# Temporizador analogico microondas suma minutos



## Jeronimo17 (Oct 31, 2018)

Hola,

Desde hace tiempo el microondas de mi casa casi siempre el temporizador analógico anda al revés, empieza a sumar minutos.
¿Que tipo de motor llevan? ¿por que puede pasar? ¿dureza o condensador?

Gracias


----------



## DOSMETROS (Oct 31, 2018)

Puede ser a cuerda, o que tenga un motorcito sincrónico , prueba a desmontarlo y limpiarlo con algún solvente cómo nafta , suele ser el lugar preferido de las cucarachitas . . .


----------



## Fogonazo (Oct 31, 2018)

DOSMETROS dijo:


> Puede ser a cuerda, o que tenga un motorcito sincrónico , prueba a desmontarlo y limpiarlo con algún solvente cómo nafta , suele ser el _*lugar preferido de las cucarachitas*_ . . .



¡ Queroso !


----------



## pandacba (Oct 31, 2018)

No se les ocurra limpiar  con nafta el motor de una amoladora o similar(motor universal) al ponerla en marcha...


----------



## Jeronimo17 (Nov 1, 2018)

¿Estáis hablando en serio?



DOSMETROS dijo:


> Puede ser a cuerda, o que tenga un motorcito sincrónico , prueba a desmontarlo y limpiarlo con algún solvente cómo nafta , suele ser el lugar preferido de las cucarachitas . . .

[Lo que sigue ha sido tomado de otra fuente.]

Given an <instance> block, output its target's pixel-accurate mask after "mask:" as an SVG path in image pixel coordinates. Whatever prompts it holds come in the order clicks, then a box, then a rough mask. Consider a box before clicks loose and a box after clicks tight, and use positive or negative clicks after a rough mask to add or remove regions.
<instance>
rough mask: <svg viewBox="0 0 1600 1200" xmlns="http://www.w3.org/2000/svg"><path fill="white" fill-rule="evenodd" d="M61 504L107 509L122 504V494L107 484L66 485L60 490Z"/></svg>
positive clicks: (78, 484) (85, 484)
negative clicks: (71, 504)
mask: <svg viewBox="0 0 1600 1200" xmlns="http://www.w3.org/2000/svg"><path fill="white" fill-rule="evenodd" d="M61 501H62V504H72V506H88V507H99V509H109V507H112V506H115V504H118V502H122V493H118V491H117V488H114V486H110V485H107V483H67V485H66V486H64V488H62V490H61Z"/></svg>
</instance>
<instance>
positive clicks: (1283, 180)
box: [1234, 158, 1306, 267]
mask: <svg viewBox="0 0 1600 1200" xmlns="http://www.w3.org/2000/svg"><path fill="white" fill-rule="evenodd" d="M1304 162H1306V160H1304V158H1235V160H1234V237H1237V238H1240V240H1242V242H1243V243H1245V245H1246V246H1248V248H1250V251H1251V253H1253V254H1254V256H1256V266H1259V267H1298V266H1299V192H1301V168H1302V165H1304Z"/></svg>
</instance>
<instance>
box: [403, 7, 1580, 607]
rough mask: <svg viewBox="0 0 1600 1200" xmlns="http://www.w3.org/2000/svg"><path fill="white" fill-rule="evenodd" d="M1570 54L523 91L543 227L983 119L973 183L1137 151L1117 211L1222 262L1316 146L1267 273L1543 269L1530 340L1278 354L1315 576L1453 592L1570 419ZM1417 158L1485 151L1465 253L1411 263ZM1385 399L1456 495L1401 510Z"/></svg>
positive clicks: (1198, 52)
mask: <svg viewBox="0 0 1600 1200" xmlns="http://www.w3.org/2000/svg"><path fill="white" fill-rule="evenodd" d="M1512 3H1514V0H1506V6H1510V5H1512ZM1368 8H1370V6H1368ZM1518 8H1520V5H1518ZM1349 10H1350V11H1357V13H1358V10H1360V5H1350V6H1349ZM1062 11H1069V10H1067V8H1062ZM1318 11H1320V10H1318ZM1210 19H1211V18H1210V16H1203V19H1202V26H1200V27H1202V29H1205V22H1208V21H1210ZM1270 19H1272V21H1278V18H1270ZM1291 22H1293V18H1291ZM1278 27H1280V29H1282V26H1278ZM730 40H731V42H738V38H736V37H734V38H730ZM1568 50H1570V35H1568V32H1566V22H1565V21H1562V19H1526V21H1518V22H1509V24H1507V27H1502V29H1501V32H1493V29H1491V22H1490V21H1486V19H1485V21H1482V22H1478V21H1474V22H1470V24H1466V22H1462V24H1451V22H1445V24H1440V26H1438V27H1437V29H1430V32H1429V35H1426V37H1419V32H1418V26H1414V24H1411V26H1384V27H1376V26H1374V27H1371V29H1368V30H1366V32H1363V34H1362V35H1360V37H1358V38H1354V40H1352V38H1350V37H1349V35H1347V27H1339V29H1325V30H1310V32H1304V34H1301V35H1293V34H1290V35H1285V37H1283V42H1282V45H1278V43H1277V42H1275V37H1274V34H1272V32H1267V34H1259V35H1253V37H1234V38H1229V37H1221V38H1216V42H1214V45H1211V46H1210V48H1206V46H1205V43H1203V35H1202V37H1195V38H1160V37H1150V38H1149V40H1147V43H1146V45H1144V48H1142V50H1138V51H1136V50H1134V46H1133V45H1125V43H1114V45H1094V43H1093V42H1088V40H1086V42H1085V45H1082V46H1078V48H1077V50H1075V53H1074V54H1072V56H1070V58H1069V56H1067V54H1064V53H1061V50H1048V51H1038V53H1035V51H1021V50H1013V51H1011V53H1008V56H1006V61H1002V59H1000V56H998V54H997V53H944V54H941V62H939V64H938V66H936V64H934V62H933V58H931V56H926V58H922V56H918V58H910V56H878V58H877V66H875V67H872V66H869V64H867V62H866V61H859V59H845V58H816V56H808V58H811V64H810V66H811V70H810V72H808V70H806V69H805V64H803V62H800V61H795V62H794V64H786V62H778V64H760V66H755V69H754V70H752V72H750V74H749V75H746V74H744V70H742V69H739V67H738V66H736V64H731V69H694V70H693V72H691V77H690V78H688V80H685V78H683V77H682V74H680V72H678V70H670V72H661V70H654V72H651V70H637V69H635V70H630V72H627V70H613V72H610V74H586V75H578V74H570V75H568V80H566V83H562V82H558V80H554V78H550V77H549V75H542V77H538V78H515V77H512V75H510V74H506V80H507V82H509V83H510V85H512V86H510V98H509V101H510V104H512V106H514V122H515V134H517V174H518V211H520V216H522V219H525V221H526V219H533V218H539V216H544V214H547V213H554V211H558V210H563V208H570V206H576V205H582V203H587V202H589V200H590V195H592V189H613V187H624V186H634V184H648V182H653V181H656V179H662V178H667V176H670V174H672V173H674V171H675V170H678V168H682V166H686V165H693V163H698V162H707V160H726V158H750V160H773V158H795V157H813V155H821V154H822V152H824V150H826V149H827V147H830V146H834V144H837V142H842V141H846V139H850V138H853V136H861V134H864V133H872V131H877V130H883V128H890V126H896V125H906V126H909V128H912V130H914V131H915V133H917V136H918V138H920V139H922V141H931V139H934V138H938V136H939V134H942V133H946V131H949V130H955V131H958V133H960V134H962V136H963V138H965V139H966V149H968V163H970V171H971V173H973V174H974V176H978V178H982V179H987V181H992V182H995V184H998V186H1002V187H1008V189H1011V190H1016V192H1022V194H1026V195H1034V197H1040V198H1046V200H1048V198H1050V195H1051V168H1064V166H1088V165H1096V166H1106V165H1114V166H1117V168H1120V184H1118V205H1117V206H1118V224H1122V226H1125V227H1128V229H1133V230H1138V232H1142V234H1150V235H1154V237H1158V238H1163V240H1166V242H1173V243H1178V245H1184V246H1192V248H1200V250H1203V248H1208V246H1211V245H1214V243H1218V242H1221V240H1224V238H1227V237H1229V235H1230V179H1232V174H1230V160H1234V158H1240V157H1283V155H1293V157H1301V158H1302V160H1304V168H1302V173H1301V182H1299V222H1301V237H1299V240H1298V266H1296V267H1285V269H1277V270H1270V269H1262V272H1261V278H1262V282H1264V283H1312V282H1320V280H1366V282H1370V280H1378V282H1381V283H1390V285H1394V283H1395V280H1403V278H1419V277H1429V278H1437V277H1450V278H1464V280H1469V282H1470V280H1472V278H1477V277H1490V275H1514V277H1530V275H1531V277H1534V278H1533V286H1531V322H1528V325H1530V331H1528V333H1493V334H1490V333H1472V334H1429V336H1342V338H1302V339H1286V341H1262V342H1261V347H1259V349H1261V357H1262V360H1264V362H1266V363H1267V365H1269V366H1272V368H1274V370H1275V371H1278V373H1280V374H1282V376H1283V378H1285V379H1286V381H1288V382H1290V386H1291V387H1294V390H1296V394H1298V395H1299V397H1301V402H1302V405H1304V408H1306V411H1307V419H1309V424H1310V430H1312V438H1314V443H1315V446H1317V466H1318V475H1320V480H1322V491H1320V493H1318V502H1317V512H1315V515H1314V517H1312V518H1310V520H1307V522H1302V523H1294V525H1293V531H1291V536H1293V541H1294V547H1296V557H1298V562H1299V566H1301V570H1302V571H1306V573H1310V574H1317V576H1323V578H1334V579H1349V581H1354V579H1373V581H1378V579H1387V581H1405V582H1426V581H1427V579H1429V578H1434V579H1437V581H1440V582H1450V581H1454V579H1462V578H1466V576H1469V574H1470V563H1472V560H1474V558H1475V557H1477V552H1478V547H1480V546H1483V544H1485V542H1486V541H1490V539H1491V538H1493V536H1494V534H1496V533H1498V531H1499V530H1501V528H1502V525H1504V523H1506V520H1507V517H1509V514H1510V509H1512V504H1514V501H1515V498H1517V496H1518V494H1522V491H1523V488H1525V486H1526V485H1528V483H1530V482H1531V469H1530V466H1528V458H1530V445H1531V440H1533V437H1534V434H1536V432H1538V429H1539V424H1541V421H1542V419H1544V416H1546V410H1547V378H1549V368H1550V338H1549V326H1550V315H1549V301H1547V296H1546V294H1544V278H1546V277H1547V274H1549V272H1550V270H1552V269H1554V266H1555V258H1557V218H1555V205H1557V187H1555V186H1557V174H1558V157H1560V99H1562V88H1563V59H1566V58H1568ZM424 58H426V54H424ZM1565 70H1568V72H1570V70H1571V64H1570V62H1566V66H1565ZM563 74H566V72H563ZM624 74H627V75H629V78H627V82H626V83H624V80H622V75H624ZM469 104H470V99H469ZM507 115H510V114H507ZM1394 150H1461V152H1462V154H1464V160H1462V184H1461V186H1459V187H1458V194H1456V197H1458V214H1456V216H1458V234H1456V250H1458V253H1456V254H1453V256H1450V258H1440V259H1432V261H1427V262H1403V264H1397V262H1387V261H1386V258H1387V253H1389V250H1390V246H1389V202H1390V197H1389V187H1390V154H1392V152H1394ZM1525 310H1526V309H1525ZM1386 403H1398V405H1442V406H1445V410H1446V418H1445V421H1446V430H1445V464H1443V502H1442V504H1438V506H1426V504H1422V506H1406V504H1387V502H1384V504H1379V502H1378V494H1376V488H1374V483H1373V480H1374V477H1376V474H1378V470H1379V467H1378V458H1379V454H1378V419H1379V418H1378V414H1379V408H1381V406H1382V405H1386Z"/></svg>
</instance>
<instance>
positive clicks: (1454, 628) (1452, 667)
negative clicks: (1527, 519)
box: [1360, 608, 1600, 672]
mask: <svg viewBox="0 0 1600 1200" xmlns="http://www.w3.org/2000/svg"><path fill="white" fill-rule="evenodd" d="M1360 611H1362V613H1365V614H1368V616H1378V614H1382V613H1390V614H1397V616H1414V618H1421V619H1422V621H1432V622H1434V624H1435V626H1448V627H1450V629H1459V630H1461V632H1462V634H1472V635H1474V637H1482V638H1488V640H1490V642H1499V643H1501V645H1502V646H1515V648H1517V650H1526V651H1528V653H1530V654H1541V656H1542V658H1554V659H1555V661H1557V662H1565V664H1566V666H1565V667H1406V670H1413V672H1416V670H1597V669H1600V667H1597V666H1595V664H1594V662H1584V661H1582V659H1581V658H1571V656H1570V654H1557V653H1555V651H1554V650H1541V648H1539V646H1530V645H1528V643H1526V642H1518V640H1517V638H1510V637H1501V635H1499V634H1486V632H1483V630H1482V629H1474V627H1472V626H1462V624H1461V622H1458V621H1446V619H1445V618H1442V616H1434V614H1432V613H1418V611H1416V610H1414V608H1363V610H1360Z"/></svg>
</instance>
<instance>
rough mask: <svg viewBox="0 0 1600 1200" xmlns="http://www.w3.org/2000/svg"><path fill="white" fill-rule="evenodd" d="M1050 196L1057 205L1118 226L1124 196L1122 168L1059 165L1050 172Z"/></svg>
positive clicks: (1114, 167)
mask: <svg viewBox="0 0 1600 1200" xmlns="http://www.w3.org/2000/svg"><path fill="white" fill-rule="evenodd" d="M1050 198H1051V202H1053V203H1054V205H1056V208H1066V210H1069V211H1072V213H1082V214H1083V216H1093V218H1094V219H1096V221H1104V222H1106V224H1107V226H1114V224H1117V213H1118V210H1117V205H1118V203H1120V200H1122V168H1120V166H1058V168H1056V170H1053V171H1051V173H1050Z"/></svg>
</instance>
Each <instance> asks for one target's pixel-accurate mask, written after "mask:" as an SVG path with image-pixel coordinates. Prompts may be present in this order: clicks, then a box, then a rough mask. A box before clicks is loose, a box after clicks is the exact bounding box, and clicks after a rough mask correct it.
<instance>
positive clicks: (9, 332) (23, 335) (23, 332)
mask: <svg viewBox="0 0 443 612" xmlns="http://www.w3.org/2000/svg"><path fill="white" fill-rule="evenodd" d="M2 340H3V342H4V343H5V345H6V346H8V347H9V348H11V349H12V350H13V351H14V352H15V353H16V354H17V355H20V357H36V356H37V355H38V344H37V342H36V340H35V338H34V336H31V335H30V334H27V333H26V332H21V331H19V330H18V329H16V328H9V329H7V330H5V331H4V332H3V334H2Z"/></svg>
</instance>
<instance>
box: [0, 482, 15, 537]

De cuerda no es, lleva un pequeño motor (motor de espiras de sombra?) y pregunto que por que anda al revés y suma los minutos a una velocidad correcta, se que el motor del plato si es normal que ande para un lado u otro y el motor de un exprimidor no estoy seguro de si arranca en ambas direcciones o es cambio mecánico, pero este seguro que debe ir siempre en la dirección de restar.


----------



## DOSMETROS (Nov 1, 2018)

Esos motores llevan un pequeño mecanismo , digamos un engranaje con diente de sierra y un trinquete , si arranca para el lado correcto entonces sigue , si arranca al revés , rebota contra el trinquete e invierte el giro.







Evidentemente se trabó o rompió ese mecanismo.


----------



## Jeronimo17 (Nov 1, 2018)

Fallará eso entoces, aun no lo he desmontado  quería saber que podría ser


----------



## pandacba (Nov 1, 2018)

Se le denomina mecanisco de trinquete, o crique, tal como en las biciletas por ejemplo, solo que este caso se actúa como antiretroceso, con el tiempo la leva se gasta y el motor arrannca para ambos lados, el borde se redondea, con una lima deberas dejarlo con ángulo de nuevo y listo


----------